El Estado existe para ejercer la violencia legítima. Si este ejercicio cesa, si el Estado se vuelve ineficiente en la aplicación del Derecho, la democracia colapsa y se produce un escenario de anarquía. En el Perú este hecho ha sido reiterativo. El Estado peruano no responde a las necesidades básicas de la población. Desbordado por su propia regulación, arrastrado por sus taras fundacionales y lastrado por la ausencia de una clase dirigente capaz y comprometida, el Estado peruano navega entre Escila y Caribdis, entre la corrupción y la anomia, entre la híper burocratización y la ausencia de planes estratégicos y realistas.
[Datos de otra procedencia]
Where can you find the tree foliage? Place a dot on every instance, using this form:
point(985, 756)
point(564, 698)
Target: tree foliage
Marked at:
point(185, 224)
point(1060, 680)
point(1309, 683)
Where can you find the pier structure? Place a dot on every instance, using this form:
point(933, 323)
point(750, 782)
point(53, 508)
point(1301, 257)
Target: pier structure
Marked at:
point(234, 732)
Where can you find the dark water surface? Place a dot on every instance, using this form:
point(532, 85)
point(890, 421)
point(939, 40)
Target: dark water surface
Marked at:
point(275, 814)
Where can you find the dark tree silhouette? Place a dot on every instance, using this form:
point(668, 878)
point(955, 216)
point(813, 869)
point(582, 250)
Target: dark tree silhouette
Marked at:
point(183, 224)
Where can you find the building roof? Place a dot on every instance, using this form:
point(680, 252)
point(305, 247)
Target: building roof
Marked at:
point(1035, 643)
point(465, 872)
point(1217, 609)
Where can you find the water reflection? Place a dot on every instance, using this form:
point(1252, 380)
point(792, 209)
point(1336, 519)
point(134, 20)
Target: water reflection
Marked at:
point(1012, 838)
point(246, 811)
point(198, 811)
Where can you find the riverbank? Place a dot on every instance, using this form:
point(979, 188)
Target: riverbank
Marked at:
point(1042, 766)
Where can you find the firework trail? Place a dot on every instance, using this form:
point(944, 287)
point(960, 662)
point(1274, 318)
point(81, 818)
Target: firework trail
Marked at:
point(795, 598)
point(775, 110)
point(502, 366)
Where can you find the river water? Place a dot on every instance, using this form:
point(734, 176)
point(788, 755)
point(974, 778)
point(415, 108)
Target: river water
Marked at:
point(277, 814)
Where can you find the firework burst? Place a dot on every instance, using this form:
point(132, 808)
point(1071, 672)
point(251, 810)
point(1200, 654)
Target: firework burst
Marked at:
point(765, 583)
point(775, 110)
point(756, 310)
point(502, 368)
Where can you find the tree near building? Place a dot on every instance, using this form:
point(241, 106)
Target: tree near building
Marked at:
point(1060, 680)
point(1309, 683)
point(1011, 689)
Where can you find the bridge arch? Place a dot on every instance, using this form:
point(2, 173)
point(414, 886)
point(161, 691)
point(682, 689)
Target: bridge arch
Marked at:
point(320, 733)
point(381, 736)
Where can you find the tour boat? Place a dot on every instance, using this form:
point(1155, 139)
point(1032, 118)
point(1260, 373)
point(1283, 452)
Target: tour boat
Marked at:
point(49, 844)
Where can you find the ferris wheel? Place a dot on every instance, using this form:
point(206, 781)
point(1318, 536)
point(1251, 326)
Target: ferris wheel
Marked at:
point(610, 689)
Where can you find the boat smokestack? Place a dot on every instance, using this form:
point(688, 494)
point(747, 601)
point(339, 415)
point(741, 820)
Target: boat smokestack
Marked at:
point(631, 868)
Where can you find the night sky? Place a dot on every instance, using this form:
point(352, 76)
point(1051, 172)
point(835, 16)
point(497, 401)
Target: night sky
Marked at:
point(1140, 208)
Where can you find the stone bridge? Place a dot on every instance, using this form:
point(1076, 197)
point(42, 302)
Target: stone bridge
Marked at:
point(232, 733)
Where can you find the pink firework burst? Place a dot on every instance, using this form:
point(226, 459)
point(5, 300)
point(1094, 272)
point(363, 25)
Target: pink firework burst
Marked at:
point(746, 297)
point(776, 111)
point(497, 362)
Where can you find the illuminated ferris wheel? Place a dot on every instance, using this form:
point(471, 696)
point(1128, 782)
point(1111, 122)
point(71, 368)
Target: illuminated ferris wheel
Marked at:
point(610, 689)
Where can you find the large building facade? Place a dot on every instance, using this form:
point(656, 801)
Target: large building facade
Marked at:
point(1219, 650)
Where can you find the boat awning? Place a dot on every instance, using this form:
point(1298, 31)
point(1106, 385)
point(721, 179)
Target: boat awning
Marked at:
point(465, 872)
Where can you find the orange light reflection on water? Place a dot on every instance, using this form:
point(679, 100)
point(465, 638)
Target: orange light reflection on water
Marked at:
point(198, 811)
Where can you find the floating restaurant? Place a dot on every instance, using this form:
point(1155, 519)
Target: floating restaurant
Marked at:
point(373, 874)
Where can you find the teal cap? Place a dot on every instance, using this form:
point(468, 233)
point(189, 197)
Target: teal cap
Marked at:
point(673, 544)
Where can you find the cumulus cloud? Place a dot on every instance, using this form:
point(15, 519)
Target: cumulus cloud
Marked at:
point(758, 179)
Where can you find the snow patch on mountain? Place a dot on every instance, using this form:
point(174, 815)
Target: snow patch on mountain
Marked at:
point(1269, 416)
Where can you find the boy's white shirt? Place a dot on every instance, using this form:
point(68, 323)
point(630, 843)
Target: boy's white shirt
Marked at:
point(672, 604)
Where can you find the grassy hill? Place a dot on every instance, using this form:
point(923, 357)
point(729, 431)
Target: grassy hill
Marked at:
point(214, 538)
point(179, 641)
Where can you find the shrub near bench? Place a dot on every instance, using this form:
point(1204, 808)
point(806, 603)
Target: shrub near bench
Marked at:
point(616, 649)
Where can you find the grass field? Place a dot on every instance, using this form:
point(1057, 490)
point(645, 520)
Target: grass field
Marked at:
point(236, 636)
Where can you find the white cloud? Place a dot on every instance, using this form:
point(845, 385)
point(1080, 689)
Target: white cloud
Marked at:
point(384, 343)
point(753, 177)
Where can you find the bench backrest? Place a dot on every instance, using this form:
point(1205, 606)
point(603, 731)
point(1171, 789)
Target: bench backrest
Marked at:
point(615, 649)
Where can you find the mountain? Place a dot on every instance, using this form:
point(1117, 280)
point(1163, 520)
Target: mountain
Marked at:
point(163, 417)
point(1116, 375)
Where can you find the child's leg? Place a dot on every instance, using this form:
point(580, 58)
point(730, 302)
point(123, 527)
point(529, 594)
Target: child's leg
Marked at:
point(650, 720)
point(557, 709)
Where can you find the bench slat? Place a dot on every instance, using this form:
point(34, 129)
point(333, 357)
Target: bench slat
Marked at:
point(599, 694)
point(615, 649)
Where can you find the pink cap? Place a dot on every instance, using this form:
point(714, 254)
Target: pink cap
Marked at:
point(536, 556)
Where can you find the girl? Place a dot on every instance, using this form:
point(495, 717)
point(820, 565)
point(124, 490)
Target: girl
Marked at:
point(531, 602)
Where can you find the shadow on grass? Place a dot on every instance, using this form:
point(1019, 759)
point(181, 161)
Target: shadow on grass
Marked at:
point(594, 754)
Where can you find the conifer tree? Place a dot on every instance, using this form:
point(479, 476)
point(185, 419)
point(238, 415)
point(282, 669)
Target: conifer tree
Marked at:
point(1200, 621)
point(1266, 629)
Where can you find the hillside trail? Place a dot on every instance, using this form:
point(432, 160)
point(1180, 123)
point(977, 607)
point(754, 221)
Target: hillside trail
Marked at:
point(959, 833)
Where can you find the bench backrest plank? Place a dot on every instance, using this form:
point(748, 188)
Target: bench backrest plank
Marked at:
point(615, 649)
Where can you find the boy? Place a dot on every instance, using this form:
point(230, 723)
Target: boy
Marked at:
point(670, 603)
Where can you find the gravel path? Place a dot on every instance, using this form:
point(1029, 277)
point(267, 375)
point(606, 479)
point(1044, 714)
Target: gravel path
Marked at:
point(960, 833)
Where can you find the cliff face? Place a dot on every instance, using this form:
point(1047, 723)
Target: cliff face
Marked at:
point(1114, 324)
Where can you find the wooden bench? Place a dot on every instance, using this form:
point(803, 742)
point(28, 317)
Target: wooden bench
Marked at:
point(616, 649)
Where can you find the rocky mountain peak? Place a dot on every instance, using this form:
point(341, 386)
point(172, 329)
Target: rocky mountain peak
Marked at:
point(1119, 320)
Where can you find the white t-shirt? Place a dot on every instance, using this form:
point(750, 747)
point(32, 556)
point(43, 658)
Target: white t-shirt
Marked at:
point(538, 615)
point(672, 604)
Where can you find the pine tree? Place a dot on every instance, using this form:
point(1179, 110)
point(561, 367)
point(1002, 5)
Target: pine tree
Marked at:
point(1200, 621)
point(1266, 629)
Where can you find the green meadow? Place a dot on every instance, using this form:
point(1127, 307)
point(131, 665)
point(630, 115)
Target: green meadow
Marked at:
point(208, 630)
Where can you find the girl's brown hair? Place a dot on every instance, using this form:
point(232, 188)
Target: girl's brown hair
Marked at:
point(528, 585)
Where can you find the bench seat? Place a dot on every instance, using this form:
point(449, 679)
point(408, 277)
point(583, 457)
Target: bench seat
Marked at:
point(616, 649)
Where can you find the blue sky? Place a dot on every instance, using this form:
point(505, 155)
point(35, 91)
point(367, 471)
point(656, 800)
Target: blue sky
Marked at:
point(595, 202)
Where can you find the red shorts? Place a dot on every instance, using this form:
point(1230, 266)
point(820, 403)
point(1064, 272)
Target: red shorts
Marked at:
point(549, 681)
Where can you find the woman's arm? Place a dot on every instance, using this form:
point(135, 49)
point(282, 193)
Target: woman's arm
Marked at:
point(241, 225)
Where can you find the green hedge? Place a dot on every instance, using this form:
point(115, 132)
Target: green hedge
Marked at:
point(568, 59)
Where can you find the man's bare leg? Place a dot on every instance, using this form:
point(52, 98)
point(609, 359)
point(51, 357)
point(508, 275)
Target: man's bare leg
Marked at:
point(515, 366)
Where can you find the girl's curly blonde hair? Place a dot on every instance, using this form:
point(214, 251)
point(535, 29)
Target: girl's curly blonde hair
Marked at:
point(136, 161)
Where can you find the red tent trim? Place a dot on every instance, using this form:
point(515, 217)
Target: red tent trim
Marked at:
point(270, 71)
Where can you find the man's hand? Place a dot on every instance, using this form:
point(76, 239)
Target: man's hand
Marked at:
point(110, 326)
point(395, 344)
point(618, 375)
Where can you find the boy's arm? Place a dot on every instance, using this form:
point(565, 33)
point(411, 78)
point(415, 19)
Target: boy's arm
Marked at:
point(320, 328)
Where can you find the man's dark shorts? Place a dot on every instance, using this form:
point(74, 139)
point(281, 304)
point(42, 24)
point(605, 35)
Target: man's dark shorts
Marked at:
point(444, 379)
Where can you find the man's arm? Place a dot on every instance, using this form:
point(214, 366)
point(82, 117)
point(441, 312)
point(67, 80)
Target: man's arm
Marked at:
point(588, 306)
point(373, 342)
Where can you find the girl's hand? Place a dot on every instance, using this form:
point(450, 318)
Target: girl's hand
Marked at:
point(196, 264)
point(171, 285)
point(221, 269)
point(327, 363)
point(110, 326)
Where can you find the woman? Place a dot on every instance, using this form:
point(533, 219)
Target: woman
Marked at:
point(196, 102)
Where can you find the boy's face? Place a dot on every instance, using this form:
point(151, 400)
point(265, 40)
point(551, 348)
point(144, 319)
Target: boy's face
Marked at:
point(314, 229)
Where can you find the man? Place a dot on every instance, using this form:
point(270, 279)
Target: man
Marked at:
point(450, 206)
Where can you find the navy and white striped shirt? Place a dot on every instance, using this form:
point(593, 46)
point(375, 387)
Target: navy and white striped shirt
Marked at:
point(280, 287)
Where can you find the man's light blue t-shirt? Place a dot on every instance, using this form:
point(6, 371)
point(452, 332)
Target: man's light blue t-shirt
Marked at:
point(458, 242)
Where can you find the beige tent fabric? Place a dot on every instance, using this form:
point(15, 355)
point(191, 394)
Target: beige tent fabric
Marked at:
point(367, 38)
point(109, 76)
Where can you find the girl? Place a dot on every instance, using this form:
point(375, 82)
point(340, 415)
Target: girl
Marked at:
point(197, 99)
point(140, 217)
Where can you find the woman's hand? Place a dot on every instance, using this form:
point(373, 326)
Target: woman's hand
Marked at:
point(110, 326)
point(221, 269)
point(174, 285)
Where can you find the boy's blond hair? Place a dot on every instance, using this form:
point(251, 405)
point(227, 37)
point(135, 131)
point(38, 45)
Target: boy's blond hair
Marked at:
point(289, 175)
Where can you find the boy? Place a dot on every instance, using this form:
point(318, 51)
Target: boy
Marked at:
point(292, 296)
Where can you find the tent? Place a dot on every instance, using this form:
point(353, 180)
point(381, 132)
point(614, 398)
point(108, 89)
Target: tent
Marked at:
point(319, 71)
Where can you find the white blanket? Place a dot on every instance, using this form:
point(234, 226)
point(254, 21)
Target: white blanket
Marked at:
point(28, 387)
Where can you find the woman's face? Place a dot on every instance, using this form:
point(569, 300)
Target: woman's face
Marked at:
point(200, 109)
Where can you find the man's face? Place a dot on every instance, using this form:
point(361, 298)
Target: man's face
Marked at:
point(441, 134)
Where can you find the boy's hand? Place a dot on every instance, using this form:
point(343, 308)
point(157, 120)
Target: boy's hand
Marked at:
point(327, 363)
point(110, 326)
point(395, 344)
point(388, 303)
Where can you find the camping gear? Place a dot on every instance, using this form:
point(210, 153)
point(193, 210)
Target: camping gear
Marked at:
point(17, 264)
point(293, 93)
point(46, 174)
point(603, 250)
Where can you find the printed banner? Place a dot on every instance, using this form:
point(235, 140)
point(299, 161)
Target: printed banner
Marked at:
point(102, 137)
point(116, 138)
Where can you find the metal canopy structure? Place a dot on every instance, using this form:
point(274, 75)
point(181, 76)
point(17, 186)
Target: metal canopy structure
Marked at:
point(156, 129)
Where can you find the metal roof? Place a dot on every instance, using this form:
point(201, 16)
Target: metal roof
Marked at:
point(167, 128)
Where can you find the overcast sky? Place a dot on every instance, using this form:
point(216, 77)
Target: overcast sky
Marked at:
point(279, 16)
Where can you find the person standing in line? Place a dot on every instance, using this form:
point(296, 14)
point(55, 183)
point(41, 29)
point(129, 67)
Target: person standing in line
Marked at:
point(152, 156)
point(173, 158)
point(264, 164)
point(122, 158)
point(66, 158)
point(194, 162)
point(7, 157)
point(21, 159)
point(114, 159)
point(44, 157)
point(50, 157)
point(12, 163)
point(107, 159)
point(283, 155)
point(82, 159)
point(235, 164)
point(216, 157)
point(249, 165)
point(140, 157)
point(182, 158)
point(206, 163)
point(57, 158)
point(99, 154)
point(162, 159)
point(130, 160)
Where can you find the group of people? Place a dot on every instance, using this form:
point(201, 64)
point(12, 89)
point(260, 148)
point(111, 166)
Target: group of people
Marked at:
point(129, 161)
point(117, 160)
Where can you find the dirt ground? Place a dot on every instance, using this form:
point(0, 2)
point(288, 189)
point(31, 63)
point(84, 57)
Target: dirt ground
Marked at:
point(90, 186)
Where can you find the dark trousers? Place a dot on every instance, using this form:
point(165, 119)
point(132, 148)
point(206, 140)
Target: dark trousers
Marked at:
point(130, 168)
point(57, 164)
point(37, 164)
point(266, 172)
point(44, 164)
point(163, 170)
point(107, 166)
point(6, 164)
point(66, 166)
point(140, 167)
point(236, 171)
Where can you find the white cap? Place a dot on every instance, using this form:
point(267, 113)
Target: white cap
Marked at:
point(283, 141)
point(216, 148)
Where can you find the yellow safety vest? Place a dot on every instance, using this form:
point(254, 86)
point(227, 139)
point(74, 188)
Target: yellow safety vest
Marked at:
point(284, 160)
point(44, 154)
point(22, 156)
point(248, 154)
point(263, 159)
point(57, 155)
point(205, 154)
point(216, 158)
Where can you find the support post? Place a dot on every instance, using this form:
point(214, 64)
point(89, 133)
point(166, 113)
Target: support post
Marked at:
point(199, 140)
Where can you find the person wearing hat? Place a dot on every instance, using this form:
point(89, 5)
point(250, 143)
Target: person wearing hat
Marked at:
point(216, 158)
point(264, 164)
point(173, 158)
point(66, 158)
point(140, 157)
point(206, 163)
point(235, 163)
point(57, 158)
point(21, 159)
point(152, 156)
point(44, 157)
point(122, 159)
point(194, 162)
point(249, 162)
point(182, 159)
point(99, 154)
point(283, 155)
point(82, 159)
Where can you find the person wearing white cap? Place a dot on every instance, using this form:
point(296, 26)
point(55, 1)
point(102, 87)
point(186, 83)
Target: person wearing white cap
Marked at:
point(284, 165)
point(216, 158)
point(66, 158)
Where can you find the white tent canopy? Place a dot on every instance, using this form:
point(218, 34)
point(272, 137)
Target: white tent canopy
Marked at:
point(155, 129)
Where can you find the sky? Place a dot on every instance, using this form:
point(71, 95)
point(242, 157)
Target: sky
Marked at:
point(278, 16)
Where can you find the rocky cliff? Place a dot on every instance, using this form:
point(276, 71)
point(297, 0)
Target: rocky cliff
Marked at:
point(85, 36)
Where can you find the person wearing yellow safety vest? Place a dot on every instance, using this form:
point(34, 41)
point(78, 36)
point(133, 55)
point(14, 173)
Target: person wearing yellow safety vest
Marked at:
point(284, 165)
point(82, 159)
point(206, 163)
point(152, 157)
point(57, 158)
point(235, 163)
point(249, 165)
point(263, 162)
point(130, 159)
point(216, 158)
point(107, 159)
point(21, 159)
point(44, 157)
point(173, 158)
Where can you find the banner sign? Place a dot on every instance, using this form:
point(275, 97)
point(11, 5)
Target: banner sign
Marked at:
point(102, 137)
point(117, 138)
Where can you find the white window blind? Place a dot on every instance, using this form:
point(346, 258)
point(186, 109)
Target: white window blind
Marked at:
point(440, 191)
¿Por qué nos ha sucedido esto? ¿Por qué allí dónde debe ejercerse la violencia legítima para proteger a los mineros, a la población, a la sociedad y al bien común se impone, por el contrario, la voluntad personal de los carteles y de los grupos de poder? Esto sucede, entre otras razones, por una falla de origen esencial: hemos privilegiado el calco y la copia, no nos hemos tomado el tiempo de pensar qué funciona y qué no funciona en el Perú. Ciertamente, los modelos y las buenas prácticas son similares en todas partes, pero es necesaria una labor de criba, un mínimo de sentido común al aplicar modelos creados para otras realidades. Creo, sinceramente, que aquí hay un punto esencial. Se trata, en verdad, del principio de realidad. De su aplicación correcta, eficiente. La realidad peruana debe ser examinada y en esta labor de introspección hemos de ser serios incluso si nos duele. Mejor aún, tenemos que hurgar en el Estado hasta que duela, para extirpar los tumores y regenerar todo lo que tenga que regenerarse.
El Estado que ejerce la violencia legítima es el Estado que sigue el principio de realidad. Un instrumento del cambio es el Estado que se hace respetar. Esto no lo podemos olvidar.